In-service teacher training launched at Mabaruma
By Iana Seales
February 28, 2004
Project launched: CPCE in collaboration with the Guyana Basic Education Teacher Training Project (GBET) launched its Basic Level One Certificate Programme at Mabaruma yesterday. From left are Chief Education Officer Ed Caesar; CPCE Principal Cherryl Foste
Teacher education in Region One took a quantum leap towards improvement yesterday when the Cyril Potter College of Education (CPCE) launched its Level One Basic Certificate Programme at Mabaruma in the North West.
Focused on the need to provide access to education as emphasised in the strategic plan of the Ministry of Education, the college in collaboration with the Guyana Basic Education Teacher Training Project (GBET) has expanded its programme with the establishment of an in-service teacher training centre in the hinterland community. One of five distance education programmes piloted at in-service centres, trainees of the Level One Basic will graduate at year end.
In 1996, the Canadian International Development Agency (CIDA) offered a substantial grant to the Ministry of Education for the development of teacher education. After several consultations with project officers from CIDA and main stakeholders, GBET was designed. The project receives technical assistance from the Chief Executing Agency, TECSULT, and aims at ensuring CPCE has the capacity to implement distance-teacher training programmes with emphasis on hinterland regions.
CPCE Principal Cherryl Foster, in her address, noted that through this current collaboration the college now has a well-equipped Distance Education Unit and faculty capable of delivering and upgrading teacher education and teacher certificate programmes. Distance education has been recognised as a fairly recent innovation, Foster said and it has grown faster than any other form of education over the past 25 years. It is a resourceful approach to learning which puts the onus for learning on the learner, she pointed out, adding that it is useful not only for academic learning but also character-building life skills.
Upgrading programmes for teachers in the four core subjects are being offered in Regions One, Seven, Eight and Nine and many graduates of those programmes are either currently on the pre-service programme at Turkeyen, at the recently established centres in Region One or awaiting the establishment of centres in their regions.
Minister of Amerindian Affairs Carolyn Rodrigues, in her feature address, said that though government is supportive of decentralising education, hinterland students are yet to make the cut for Cuban scholarships.
Rodrigues said she could not find ten students from Amerindian communities who met the scholarship requirements.

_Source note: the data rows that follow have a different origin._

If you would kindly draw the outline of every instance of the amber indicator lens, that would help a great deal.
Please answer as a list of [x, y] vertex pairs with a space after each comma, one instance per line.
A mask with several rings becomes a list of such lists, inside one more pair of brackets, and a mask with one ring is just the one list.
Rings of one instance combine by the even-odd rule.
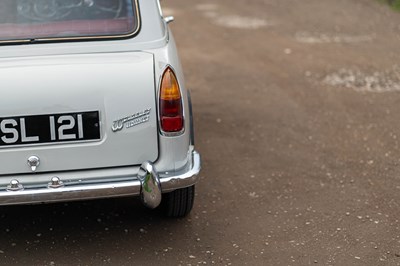
[[161, 80], [160, 123], [164, 132], [183, 129], [182, 97], [175, 73], [168, 67]]

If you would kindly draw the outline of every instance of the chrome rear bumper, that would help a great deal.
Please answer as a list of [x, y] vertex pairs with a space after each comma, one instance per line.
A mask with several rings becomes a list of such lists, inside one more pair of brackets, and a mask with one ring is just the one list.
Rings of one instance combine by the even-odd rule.
[[161, 193], [194, 185], [200, 169], [200, 154], [193, 151], [188, 167], [173, 174], [159, 174], [153, 164], [145, 162], [138, 175], [132, 176], [132, 180], [128, 181], [69, 185], [52, 178], [47, 187], [24, 188], [23, 184], [14, 179], [7, 190], [0, 191], [0, 205], [140, 196], [143, 204], [155, 208], [161, 201]]

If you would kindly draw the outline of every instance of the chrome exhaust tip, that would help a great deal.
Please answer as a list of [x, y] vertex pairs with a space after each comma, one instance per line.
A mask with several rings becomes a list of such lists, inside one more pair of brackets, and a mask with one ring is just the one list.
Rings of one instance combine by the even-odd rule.
[[157, 171], [150, 162], [140, 166], [138, 179], [140, 181], [140, 199], [148, 208], [154, 209], [161, 203], [161, 183]]

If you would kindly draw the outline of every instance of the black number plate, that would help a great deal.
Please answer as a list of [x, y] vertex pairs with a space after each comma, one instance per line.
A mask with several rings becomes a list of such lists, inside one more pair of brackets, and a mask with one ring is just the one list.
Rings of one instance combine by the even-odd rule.
[[0, 146], [98, 139], [98, 111], [0, 118]]

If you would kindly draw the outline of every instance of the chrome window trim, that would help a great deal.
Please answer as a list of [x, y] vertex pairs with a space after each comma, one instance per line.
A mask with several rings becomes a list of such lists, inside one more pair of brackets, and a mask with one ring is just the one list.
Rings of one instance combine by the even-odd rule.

Asserting that the current situation will change, the minister disclosed that she is working along with several persons to ensure that hinterland students benefit from the Cuban scholarship programme.
The initiative by CPCE is a welcome move in Region One Rodrigues said, as trainees no longer have to travel to the city to be upgraded.

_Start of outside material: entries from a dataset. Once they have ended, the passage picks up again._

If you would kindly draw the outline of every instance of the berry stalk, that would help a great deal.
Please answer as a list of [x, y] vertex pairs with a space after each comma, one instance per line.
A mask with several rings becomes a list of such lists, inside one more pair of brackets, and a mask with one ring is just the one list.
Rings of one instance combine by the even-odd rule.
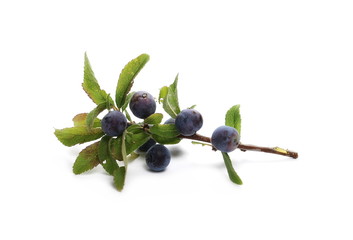
[[[179, 135], [179, 138], [186, 138], [186, 139], [191, 139], [191, 140], [196, 140], [196, 141], [200, 141], [200, 142], [205, 142], [205, 143], [211, 143], [211, 139], [209, 137], [200, 135], [200, 134], [194, 134], [191, 136], [183, 136], [183, 135]], [[293, 151], [289, 151], [289, 150], [285, 150], [283, 148], [279, 148], [279, 147], [274, 147], [274, 148], [269, 148], [269, 147], [259, 147], [259, 146], [255, 146], [255, 145], [247, 145], [247, 144], [242, 144], [240, 143], [238, 148], [245, 152], [245, 151], [258, 151], [258, 152], [266, 152], [266, 153], [272, 153], [272, 154], [277, 154], [277, 155], [282, 155], [282, 156], [287, 156], [287, 157], [291, 157], [291, 158], [298, 158], [298, 153], [297, 152], [293, 152]], [[217, 149], [215, 147], [212, 147], [212, 150], [217, 151]]]

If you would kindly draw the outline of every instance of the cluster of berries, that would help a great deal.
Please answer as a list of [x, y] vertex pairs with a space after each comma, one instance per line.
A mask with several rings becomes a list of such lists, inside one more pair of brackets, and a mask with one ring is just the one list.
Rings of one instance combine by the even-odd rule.
[[[134, 116], [145, 119], [156, 111], [156, 102], [151, 94], [145, 91], [136, 92], [129, 103]], [[128, 127], [126, 117], [118, 110], [110, 111], [102, 119], [102, 130], [108, 136], [120, 136]], [[176, 118], [168, 119], [164, 124], [175, 124], [182, 136], [192, 136], [203, 125], [202, 115], [194, 109], [182, 110]], [[235, 150], [240, 142], [240, 136], [235, 128], [229, 126], [218, 127], [212, 134], [212, 145], [221, 152]], [[146, 152], [146, 164], [152, 171], [163, 171], [170, 163], [171, 154], [164, 145], [149, 139], [139, 147], [140, 152]]]

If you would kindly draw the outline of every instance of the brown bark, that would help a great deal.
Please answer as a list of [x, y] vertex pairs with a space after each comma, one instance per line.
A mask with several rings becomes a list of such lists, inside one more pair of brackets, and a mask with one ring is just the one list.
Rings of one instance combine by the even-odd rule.
[[[199, 134], [194, 134], [192, 136], [183, 136], [183, 135], [179, 135], [179, 138], [186, 138], [186, 139], [191, 139], [191, 140], [196, 140], [196, 141], [200, 141], [200, 142], [206, 142], [206, 143], [211, 143], [211, 139], [209, 137], [206, 136], [202, 136]], [[212, 146], [212, 149], [216, 151], [216, 148]], [[274, 148], [269, 148], [269, 147], [259, 147], [259, 146], [254, 146], [254, 145], [246, 145], [246, 144], [242, 144], [240, 143], [238, 146], [238, 149], [240, 149], [241, 151], [258, 151], [258, 152], [266, 152], [266, 153], [272, 153], [272, 154], [278, 154], [278, 155], [282, 155], [282, 156], [287, 156], [287, 157], [291, 157], [291, 158], [298, 158], [298, 153], [297, 152], [293, 152], [293, 151], [289, 151], [289, 150], [285, 150], [279, 147], [274, 147]]]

Chief Education Officer Ed Caesar remarked that for the programme to be a success trainees must garner support. He said centres can be established in every community across the country but the onus is on the education department and trainees to make things work.
Caesar said that trainees will have to adapt to a new role; being accountable for the performance of every student. He called on them to demonstrate that work is being done in schools.
He said in the years ahead adequate collaboration between the University of Guyana (UG) and CPCE will result in the latter taking over the education programme offered at UG.
Programme Manager Pascale Turcotte said CIDA's approval of an extension for the distance education programme is testimony to CIDA's commitment to the project.
Co-ordinator of the Port Kaituma Training Centre Ann Forde told Stabroek News that the implementation of the Basic Level One Programme is a boost for the Mabaruma community and its environs, since schools will now have trained teachers at the end of the programme.
Forde who has been in the teaching profession for some 30 years said the programme will reach teachers in Sebai, Arakaka, Matthew's Ridge and Port Kaituma.
Four teachers from Forde's district, Port Kaituma, are among the first batch of trainees. The remaining 17 who form the teaching body at the school are yet to be upgraded.
Forde recalled that in 1992, an upgrading programme was launched in the community. The programme which ran for four years improved teacher performance and fully equipped them for the Basic Level One programme offered by CPEC. But the programme ended for want of funding and several teachers missed out on the training opportunity.
Bibi Samad, a teacher at Arakaka said the Basic Level One in the community has answered her dream to train right at home. Samad started in the profession five years ago, but her desire to train in Georgetown never saw fruition because of her busy schedule at home. Travelling to the city would have meant countless sacrifices. Now CPCE has come to Region One and fulfilled her dream to study and work in her community.
CPCE is commemorating 57 years of service in Guyana.